# Viper 5901 Alarm goes off when started



## doogoes (Oct 12, 2009)

I just had a Viper 5901 Responder SST Combo installed and they also installed the factory alarm bypass and supposedly a door bypass??, but every time the vehicle has sat for a while, when you remotely start the car the alarm goes off. System is in a 2007 Chevy Trailblazer LT. Installation place seems to have a bunch of young guys that have no clue what the problem is. Anyone know what the issue is?
Cheers,


----------



## lcurle (Oct 5, 2008)

The alarm is not unarming before the vehicle starts, therefore setting off a shock sensor and tripping the alarm. Run a test, unarm the car then start, same problem? Then unarm the car and start with key, same problem? Let me know what you find.


----------



## doogoes (Oct 12, 2009)

Hi

Sorry should have mentioned that if you unlock the vehicle first, then start it...there is no alarm.


----------



## lcurle (Oct 5, 2008)

the after market alarm is not unarming before the remot start sequence. Make sure seems like an internal problem rather then wiring.


----------



## airpoppoff (Nov 26, 2009)

I'm pretty much having the same problem with my 05 Toyota 4runner. 

So I'll try to keep this short and Simple.

Got a Viper 5901 2 way remote starter + security. + DEI 556u Transponder. Installed it, Everything works fantastic. Except one thing.

When I remote start the car, with the system armed (doors locked) The factory alarm goes off, I can tell cause it's the horn and headlights that flash. I pulled the fac alarm fuse in the dash and it still does it. If I unarm the system, Start it, then arm it, it doesent go off.

I really don't want to have to do that everytime, I'm never anywhere near close to the car when it starts, so I don't want someone walking by and hearing the doors unlock and such.

Anyone else have this problem? Did I wire something wrong? Thanks for your help!


----------



## doogoes (Oct 12, 2009)

I took it back to the place that I bought it from and they changed some wiring and I no longer have the problem...however, now the second you start the vehicle with a key...the doors lock and they say they can't get rid of that, Viper confirmed that and it is a real pain in the...! Otherwise, system is working fine now.


----------



## lcurle (Oct 5, 2008)

that is a saftey feature like when you put your vehicle into drive and the doors lock.


----------



## airpoppoff (Nov 26, 2009)

Anyone have any idea what I need to change?


----------



## jaggerwild (May 21, 2007)

airpoppoff said:


> Anyone have any idea what I need to change?

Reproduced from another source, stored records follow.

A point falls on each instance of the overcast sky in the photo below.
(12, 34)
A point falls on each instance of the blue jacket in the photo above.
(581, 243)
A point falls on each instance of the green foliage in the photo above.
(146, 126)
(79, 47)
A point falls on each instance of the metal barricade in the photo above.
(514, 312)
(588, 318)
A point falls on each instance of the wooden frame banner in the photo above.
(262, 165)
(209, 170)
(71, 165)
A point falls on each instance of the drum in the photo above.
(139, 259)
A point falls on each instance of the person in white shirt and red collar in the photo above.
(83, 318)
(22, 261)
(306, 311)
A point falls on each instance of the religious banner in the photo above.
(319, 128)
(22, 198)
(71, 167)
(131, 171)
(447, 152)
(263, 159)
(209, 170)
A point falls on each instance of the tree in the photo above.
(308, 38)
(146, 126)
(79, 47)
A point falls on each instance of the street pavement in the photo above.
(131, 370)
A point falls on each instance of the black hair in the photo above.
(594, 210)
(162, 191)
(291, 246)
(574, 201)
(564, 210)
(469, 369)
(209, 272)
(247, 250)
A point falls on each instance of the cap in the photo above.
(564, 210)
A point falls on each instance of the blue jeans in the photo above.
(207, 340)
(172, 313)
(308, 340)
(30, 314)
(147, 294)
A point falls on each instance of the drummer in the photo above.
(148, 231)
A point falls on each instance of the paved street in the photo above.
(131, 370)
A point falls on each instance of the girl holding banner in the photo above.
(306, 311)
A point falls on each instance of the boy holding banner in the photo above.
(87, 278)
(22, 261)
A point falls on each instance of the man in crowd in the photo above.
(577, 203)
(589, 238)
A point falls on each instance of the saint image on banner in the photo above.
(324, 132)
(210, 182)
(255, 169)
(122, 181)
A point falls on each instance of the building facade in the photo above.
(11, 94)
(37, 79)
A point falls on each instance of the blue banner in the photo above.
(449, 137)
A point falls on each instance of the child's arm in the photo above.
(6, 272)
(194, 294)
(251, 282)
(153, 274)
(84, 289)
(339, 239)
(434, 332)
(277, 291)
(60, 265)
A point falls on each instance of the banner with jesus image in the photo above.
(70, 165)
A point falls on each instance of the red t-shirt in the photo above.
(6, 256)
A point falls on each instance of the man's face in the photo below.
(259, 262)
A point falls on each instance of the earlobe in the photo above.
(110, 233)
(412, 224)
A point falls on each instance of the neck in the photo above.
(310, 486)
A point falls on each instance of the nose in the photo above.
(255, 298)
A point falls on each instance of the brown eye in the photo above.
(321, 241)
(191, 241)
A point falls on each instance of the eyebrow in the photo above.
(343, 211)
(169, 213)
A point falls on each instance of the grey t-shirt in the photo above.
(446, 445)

In the manual it has an option to disble this feature, it may or may not be in the owners manual in my signiture.


----------



## airpoppoff (Nov 26, 2009)

Pardon my ignorance, but what "feature" exactly do i need to change?


----------



## jaggerwild (May 21, 2007)

airpoppoff said:


> Pardon my ignorance, but what "feature" exactly do i need to change?



I see you high jacked this thread so, if you need help start your own PLEASE!


----------



## airpoppoff (Nov 26, 2009)

Sorry, I didint want to clutter up the forum with the same subject but I guess I should.


----------



## jaggerwild (May 21, 2007)

airpoppoff said:


> Sorry, I didint want to clutter up the forum with the same subject but I guess I should.


LOL,
I understand but yer second or third posting I thought was the original posters............ That's why I asked. The forum is here for you to use so they do not mind that you do, starting a fresh thread clears all the confusion up!


----------